SCREENING
Saturday, March 12, 3:30pm
YEJIANG / THE NIGHTMAN COMETH, 2011
Video, single channel; 35 mm b/w film transferred to HD;
5.1 soundtrack by Jin Wang; 19 min. 21 sec.
Set in a frozen wintry landscape with snowflakes gently floating to the ground, Yejiang/The Nightman Cometh unfolds in the realm of historical fantasy, suffused with haunting music by Jin Wang. An ancient warrior dressed in seventeenth-century military garb and forlorn after battle is shown camped by a fire, the set’s artificiality immediately evident from the unnatural appearance of the snowbanks. The soldier is joined by three other figures: a woman in generic antique attire, described by Yang as a “princess,” and a ghostly man and woman in white costumes associated with 1930s Shanghai. Also appearing are: the soldier’s horse, a group of deer, and a hawk.
For Yang, the figures symbolic significance is: the princess represents purity, the couple the “uncertainty of the future,” the horse loyalty and trustworthiness, the deer purity and family. The hawk is understood as a double of the soldier, as well as a symbol of spirituality. In Chinese, the title may be read as “general at night” and “imminent night,” both senses being literally descriptive, since the film evokes nightfall. Action is minimal. The soldier plants a spear in the snow and starts a fire under a cooking pot. The princess feeds a deer. The hawk beats its wings dramatically. The soldier rides his horse away. With the exception of the horse, the soldier does not interact with or display any awareness of the other figures, whether human or animal. One begins to wonder if they might be less physical presences than manifestations of the soldier’s psyche.
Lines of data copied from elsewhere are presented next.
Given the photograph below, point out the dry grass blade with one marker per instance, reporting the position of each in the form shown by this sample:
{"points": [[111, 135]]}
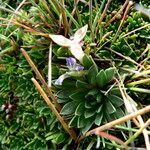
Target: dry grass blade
{"points": [[47, 100], [41, 79], [15, 12], [112, 138], [119, 121], [123, 18], [125, 57], [133, 31], [114, 17]]}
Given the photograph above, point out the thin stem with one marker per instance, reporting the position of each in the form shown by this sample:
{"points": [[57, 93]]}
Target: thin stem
{"points": [[103, 15], [50, 66], [41, 79], [143, 81], [138, 132], [143, 73], [47, 100]]}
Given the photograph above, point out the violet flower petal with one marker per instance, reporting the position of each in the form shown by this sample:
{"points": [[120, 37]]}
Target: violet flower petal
{"points": [[79, 68], [71, 62], [60, 80]]}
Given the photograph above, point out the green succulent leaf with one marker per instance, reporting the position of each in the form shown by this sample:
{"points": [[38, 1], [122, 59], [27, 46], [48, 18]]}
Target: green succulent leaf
{"points": [[101, 78], [98, 119], [110, 107], [73, 121], [81, 84], [88, 125], [89, 113], [117, 101], [69, 108], [92, 74], [80, 109], [78, 96], [109, 74]]}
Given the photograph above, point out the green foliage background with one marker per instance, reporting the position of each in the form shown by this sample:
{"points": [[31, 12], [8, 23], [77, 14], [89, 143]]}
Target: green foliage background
{"points": [[32, 125]]}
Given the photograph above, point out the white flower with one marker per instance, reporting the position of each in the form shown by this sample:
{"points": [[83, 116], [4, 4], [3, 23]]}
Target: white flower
{"points": [[74, 44]]}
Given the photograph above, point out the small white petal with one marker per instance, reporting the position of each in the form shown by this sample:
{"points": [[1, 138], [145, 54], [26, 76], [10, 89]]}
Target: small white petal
{"points": [[60, 40], [80, 34]]}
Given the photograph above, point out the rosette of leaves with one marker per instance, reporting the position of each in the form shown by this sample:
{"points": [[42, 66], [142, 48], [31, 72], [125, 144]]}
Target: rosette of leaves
{"points": [[86, 99]]}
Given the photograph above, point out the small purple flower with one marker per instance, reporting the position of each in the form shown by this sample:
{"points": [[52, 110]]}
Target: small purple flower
{"points": [[71, 63], [79, 68], [73, 67]]}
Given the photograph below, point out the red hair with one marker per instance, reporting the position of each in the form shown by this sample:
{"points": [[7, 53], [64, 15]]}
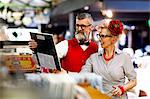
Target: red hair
{"points": [[115, 27]]}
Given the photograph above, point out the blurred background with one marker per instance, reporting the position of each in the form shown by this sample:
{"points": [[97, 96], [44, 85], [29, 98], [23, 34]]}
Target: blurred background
{"points": [[20, 17]]}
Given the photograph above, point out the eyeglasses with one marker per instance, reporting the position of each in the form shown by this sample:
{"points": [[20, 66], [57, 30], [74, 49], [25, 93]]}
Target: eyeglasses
{"points": [[82, 25], [103, 36]]}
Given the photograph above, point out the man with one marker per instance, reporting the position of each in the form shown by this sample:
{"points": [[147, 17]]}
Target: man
{"points": [[73, 53]]}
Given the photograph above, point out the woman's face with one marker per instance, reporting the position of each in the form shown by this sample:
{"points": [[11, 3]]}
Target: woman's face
{"points": [[83, 28], [106, 38]]}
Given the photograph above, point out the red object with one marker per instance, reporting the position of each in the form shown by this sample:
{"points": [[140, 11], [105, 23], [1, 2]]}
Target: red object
{"points": [[76, 56], [122, 89], [115, 27], [108, 59], [44, 70]]}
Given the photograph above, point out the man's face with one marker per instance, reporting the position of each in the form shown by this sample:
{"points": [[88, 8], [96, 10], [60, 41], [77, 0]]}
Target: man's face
{"points": [[84, 27]]}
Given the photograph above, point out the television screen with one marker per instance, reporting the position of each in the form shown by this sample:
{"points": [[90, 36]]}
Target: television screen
{"points": [[46, 54]]}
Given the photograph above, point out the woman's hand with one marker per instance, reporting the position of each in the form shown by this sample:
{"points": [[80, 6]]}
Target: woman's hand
{"points": [[32, 44], [117, 91]]}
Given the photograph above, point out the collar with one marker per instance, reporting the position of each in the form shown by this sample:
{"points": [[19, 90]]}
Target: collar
{"points": [[117, 51]]}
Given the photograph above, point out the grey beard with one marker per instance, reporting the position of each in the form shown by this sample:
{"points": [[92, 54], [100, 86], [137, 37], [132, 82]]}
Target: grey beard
{"points": [[81, 37]]}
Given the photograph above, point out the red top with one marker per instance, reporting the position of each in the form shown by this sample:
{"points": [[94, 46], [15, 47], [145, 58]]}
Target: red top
{"points": [[76, 56]]}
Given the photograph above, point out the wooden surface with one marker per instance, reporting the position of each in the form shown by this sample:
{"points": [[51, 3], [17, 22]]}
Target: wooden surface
{"points": [[94, 93]]}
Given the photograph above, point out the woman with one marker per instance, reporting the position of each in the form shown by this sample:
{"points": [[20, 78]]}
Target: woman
{"points": [[111, 63]]}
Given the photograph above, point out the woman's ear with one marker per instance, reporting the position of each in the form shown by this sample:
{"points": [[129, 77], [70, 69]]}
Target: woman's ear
{"points": [[114, 39]]}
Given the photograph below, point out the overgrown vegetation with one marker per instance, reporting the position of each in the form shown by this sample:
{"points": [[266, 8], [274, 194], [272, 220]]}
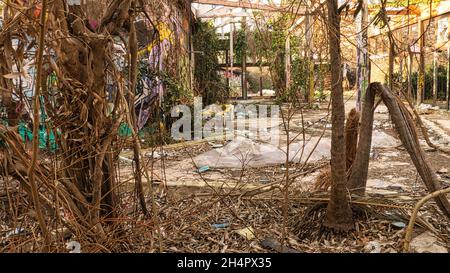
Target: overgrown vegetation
{"points": [[208, 82]]}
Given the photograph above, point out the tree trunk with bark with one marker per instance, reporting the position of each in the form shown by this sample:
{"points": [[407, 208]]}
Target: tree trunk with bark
{"points": [[339, 214]]}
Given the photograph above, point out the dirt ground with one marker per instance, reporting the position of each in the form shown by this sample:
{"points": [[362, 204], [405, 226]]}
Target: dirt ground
{"points": [[250, 209]]}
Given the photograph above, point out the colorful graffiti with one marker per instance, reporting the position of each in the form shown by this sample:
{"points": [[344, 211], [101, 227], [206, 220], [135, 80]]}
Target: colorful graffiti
{"points": [[151, 86], [158, 57]]}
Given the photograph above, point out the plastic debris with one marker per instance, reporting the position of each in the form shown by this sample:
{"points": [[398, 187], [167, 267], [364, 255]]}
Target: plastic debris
{"points": [[203, 169], [15, 232], [221, 225], [248, 233], [74, 247], [398, 224], [427, 242], [372, 247]]}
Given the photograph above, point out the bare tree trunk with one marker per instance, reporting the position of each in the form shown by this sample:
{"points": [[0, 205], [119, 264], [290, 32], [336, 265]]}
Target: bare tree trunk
{"points": [[358, 177], [339, 214]]}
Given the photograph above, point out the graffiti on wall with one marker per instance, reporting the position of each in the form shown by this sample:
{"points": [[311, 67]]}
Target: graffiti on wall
{"points": [[158, 45]]}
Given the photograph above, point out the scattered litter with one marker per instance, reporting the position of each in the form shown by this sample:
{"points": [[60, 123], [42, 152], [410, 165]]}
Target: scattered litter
{"points": [[248, 233], [203, 169], [215, 145], [372, 247], [241, 152], [15, 232], [156, 155], [427, 242], [122, 158], [264, 180], [381, 109], [221, 225], [374, 155], [74, 247], [425, 108], [398, 224], [382, 140], [275, 245]]}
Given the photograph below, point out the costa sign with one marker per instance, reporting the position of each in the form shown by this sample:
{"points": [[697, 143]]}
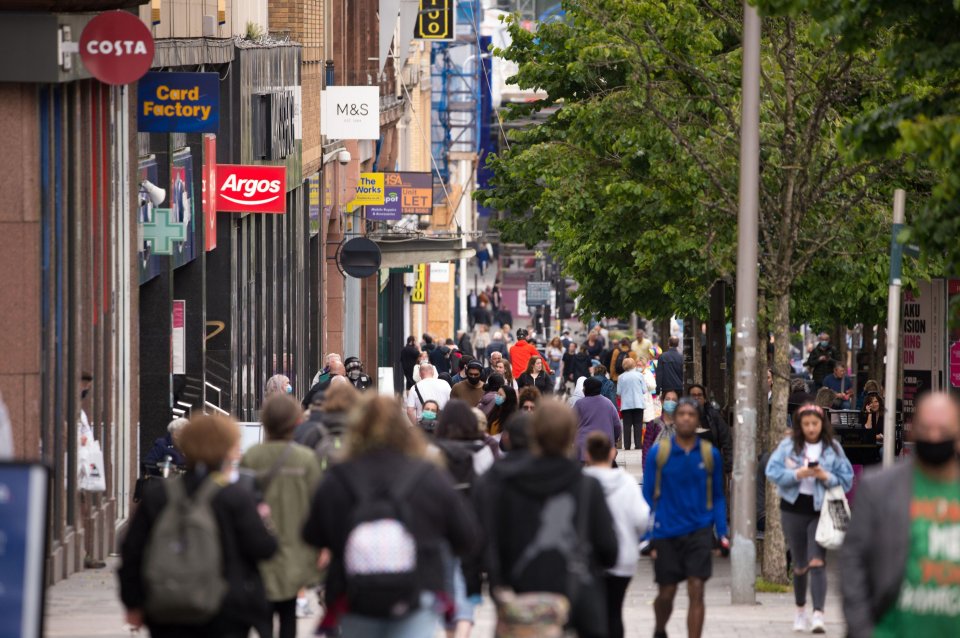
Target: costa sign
{"points": [[251, 189], [116, 47]]}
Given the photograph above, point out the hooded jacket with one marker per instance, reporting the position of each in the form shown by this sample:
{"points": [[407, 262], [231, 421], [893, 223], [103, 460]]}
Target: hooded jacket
{"points": [[630, 512], [511, 500]]}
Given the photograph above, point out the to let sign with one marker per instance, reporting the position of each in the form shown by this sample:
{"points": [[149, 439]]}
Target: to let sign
{"points": [[251, 189], [178, 103], [116, 47]]}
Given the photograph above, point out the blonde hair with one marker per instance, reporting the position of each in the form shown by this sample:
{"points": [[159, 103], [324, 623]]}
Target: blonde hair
{"points": [[208, 439], [378, 424]]}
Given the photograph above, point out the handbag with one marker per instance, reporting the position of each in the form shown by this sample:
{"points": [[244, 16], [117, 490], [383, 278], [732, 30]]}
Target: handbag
{"points": [[90, 463], [834, 519]]}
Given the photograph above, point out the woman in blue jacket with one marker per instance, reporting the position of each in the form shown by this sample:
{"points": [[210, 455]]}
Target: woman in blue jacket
{"points": [[803, 467]]}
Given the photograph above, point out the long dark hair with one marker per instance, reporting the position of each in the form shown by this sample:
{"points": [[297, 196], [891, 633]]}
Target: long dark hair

Yejiang/The Nightman Cometh may reflect on Yang’s life—particularly, the transition from his conservative military childhood to his cosmopolitan career as an artist. In the film, a wounded and forlorn warrior is seen after a battle, apparently now questioning his path in life. In this dramatic and hyper-realist film, three ghost-like characters appear to personify the chaos of feelings and thoughts that surface and clash within the warrior’s heart and mind as he swings from enthusiasm and happiness to disappointment, grief and despair, thus revealing what takes place in a man who is required to demonstrate strength and courage in times of war and crisis.
BACKYARD – HEY! THE SUN IS RISING (hou fang – hei, tian liang le), 2001
35mm b/w film transferred to DVD, sound by Zhou Qing; 13 min.
Yang Fudong’s first film, Backyard – Hey! the Sun is Rising was completed in 2001, before Estranged Paradise which he began in 1997 and finalized for Documenta in 2002. Leaving behind his academic training in Hangzhou (1995), Backyard – Hey! the Sun is Rising begins Yang’s aesthetic development as he moves to capture the fashion and cityscape as well as the reality and hyper-reality of Shanghai in 2001.
Backyard – Hey! the Sun is Rising “depicts a young man, or rather four young men dressed up in military uniform, as they try to retain the sentimental feeling that is about to escape them when the sun comes up in the morning.” The sound of beating drums at the start of the film is reminiscent of the background music in Akira Kurosawa’s film Ran. The film follows the antics of the four men who simultaneously engage in acts—they smoke, they yawn, and massage themselves while enacting military exercises and brandishing swords. Traipsing through the streets, plazas, and courtyards of an unnamed city, the seriousness with which they perform these acts contrasts with their pointlessness. Their desire is to break through the limitations of the world, but they end up wounding themselves and not the world.
Backyard – Hey! the Sun is Rising, along with Yang’s early works including City Light (cheng shi szhi guang), 2000, and Robber South (Dao Nan), 2001 which is on view in Zena Zezza’s exhibition, have been referred to as “sublime pieces which submerge politics into a narrative of poetic images.”